Закрываю за ним дверь и, обхватив голову руками, медленно сползаю по стене.
Вот и рвануло. Как бы ни было сейчас страшно и больно, следует признать – виновата я сама. Нужно было сразу Герману все рассказать, он бы мне поверил. Он всегда мне верит.
Я сама все испортила.
Поднимаюсь и на затекших ногах плетусь в кухню убирать последствия драки. Поднимаю стул, грохнувшуюся со стола салфетницу и принимаюсь отмывать пол от засохших капель крови Баталова. Ему сильно досталось, остается только надеяться, что Герман не добивать его ушел.
Наступает вечер, за окном постепенно темнеет, а Греховцева все нет. Я ему не звоню и не пишу, сидя на подоконнике кухни, терпеливо жду его возвращения.
Знаю, он придет. Остынет, подумает и вернется.
Проходит еще два часа, и я, не выдержав, решаю его набрать. Слушаю равнодушный голос автоответчика и, отключившись, ложусь спать.
Засыпаю на удивление быстро, а просыпаюсь от того, что меня поднимают на руки. Я спросонья не сразу понимаю, что происходит. С перепуга, потеряв опору, машу руками и хватаюсь за широкие плечи.

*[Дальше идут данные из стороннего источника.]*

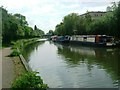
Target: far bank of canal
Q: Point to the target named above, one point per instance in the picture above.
(66, 66)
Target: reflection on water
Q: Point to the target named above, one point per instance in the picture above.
(74, 66)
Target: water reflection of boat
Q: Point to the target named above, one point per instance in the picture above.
(102, 58)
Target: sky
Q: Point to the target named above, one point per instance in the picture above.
(46, 14)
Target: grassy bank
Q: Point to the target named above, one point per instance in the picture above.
(24, 79)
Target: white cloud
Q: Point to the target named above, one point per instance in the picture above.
(46, 14)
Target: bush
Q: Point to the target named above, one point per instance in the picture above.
(15, 53)
(29, 80)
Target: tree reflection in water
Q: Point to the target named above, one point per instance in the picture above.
(104, 58)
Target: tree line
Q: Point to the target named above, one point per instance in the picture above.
(16, 27)
(108, 24)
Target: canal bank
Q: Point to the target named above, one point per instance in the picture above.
(69, 66)
(12, 67)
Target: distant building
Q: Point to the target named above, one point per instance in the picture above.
(94, 14)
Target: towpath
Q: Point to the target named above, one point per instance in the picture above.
(7, 70)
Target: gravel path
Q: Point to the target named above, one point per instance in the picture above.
(8, 73)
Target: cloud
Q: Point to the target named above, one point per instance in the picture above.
(46, 14)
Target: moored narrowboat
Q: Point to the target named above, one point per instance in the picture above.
(94, 40)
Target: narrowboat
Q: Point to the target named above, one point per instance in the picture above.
(61, 39)
(94, 40)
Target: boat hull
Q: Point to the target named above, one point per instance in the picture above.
(92, 44)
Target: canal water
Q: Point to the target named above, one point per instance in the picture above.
(72, 66)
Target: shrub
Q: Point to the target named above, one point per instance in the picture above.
(29, 80)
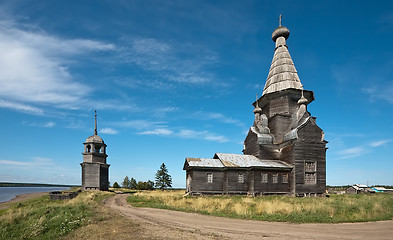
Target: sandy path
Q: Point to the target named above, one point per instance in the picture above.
(21, 198)
(249, 229)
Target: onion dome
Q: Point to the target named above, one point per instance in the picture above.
(281, 31)
(94, 139)
(257, 109)
(282, 74)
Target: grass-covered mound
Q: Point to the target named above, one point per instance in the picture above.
(43, 218)
(336, 209)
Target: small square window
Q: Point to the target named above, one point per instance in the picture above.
(209, 177)
(310, 167)
(310, 178)
(264, 178)
(275, 178)
(240, 177)
(285, 178)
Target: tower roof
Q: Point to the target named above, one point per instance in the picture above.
(282, 73)
(95, 138)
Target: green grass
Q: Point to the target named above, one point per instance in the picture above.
(336, 209)
(45, 219)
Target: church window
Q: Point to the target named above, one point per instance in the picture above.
(97, 149)
(310, 167)
(310, 178)
(285, 178)
(275, 178)
(264, 178)
(310, 175)
(209, 177)
(240, 177)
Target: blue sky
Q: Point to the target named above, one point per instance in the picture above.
(176, 79)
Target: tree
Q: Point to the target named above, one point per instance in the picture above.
(150, 185)
(126, 182)
(163, 179)
(133, 183)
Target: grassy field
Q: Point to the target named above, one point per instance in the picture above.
(45, 219)
(336, 209)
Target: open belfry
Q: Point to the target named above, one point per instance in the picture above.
(284, 151)
(95, 170)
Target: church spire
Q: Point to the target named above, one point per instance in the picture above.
(282, 73)
(95, 122)
(257, 109)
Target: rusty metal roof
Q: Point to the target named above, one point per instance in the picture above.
(238, 160)
(229, 160)
(204, 162)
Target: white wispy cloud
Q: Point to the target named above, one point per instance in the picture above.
(187, 133)
(159, 131)
(352, 152)
(146, 127)
(140, 124)
(218, 117)
(20, 107)
(37, 161)
(167, 62)
(42, 124)
(362, 149)
(380, 143)
(380, 92)
(34, 67)
(109, 131)
(206, 135)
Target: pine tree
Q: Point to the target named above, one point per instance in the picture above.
(133, 183)
(163, 179)
(126, 182)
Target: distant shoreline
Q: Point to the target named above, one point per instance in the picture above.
(10, 184)
(21, 198)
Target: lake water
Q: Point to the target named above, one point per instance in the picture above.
(8, 193)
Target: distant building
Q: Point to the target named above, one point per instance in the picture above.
(355, 189)
(95, 170)
(284, 151)
(382, 189)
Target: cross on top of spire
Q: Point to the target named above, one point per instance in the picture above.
(95, 122)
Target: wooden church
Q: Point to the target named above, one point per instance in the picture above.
(95, 170)
(284, 151)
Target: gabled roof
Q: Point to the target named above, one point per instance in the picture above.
(229, 160)
(282, 73)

Прижавшись лицом к прохладной после улицы толстовке, облегченно выдыхаю.
Вернулся.
Герман усаживает меня на подоконник и, нависнув, смотрит в глаза. Его лицо уже не такое неживое, каким было, когда он уходил. Но он все равно еще жутко зол.
- Рассказывай…
- Хорошо.
- Как давно за моей спиной он тебя лапает?
Мое сердце пропускает удар.
- Это первый раз. Честно.
Герман продолжает сверлить взглядом. Вижу, что до конца не верит.
Тяжело сглотнув, впиваюсь ногтями в собственные ладони и начинаю.
- Прости меня. Я, наверное, сразу должна была рассказать…
- Говори!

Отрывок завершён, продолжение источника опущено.